Pressures on AI startups
This debate also impacts startups building products on third-party models. Many demos run because the actual costs are hidden during prototype phases. A founder might use a subscription to explore ideas, test prompts, or design workflows. But when the service is scaled to production and each end user generates API calls, margins change.
This is one of the major risks facing new AI application layers. A product might seem profitable in a pitch but cease to be so once costs per task, tokens per active user, query repetitions, context storage, tool calls, and support are calculated. Applications that don’t deliver sufficient value above the inference cost will struggle to survive as providers adjust prices and limits.
The technical response is not only to wait for prices to drop. It also requires better design: using smaller models when adequate, applying caching, reducing unnecessary context, separating simple from complex tasks, avoiding uncontrolled agents, and measuring real flow costs. During the initial phase of generative AI, many teams treated compute as almost unlimited. The next phase will resemble mature cloud practices: observability, budgets, limits, optimization, and architecture.
There will also be a cultural effect. Users are used to monthly plans providing access to very advanced capabilities. When those limits tighten, the reaction could be strong. But the alternative isn’t simple either: if labs keep their best models in nearly unlimited flat plans, heavy users might turn those plans into a burdensome economic load.
AI’s economic landscape is still under construction. Inference costs are decreasing, models are becoming more efficient, and competition drives prices down. Tasks are also growing more ambitious: more context, more agents, more video, more code, more tools, and more automation. Flat-rate has helped popularize AI but now begins to show its limits.
Frequently Asked Questions
Why can an AI subscription be worth thousands of dollars in API costs?
Because some heavy users might consume many more calls, tokens, and long tasks than the monthly fee suggests. The cited analysis compares the maximum observed usage under subscriptions with what that consumption would cost if billed at API prices.

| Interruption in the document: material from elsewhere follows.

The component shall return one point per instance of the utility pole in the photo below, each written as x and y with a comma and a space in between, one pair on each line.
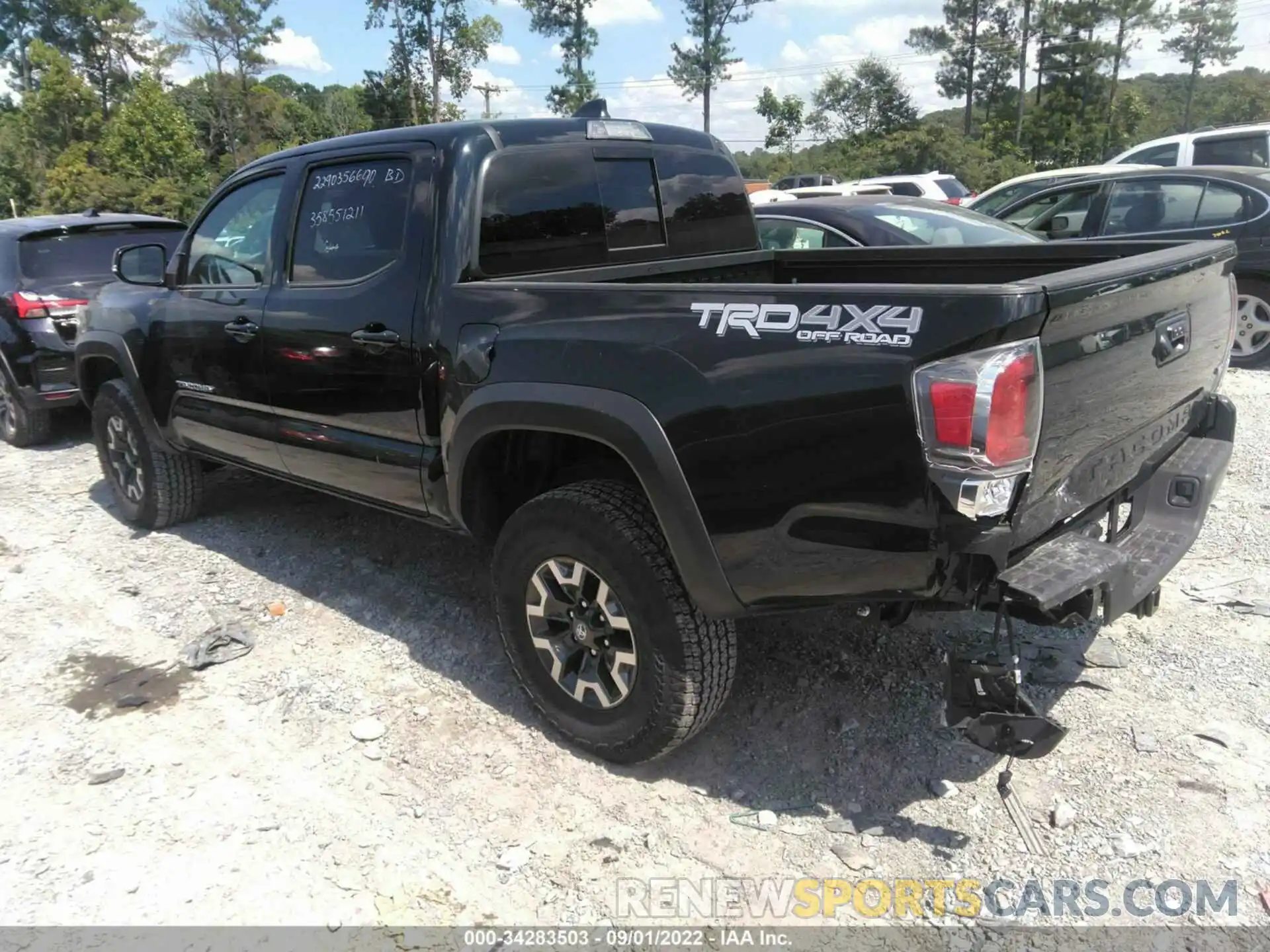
488, 91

Does this mean OpenAI or Anthropic lose money on all users?
Not necessarily. Subscription models depend on average usage. Many users consume little or moderately, compensating for more intensive profiles. The problem arises if the proportion of users pushing the limits becomes too high.
Will ChatGPT and Claude prices increase?
It’s not certain. A likely scenario is more segmentation: advanced models, long agents, extended context, or professional use may move to higher tiers, additional credits, API, or enterprise contracts.
What should developers and startups do?
Measure actual cost per task, not just the monthly tool fee. Also, prefer smaller models when suitable, use caching, control tokens, prevent uncontrolled agents, and design products prepared for price or availability shifts.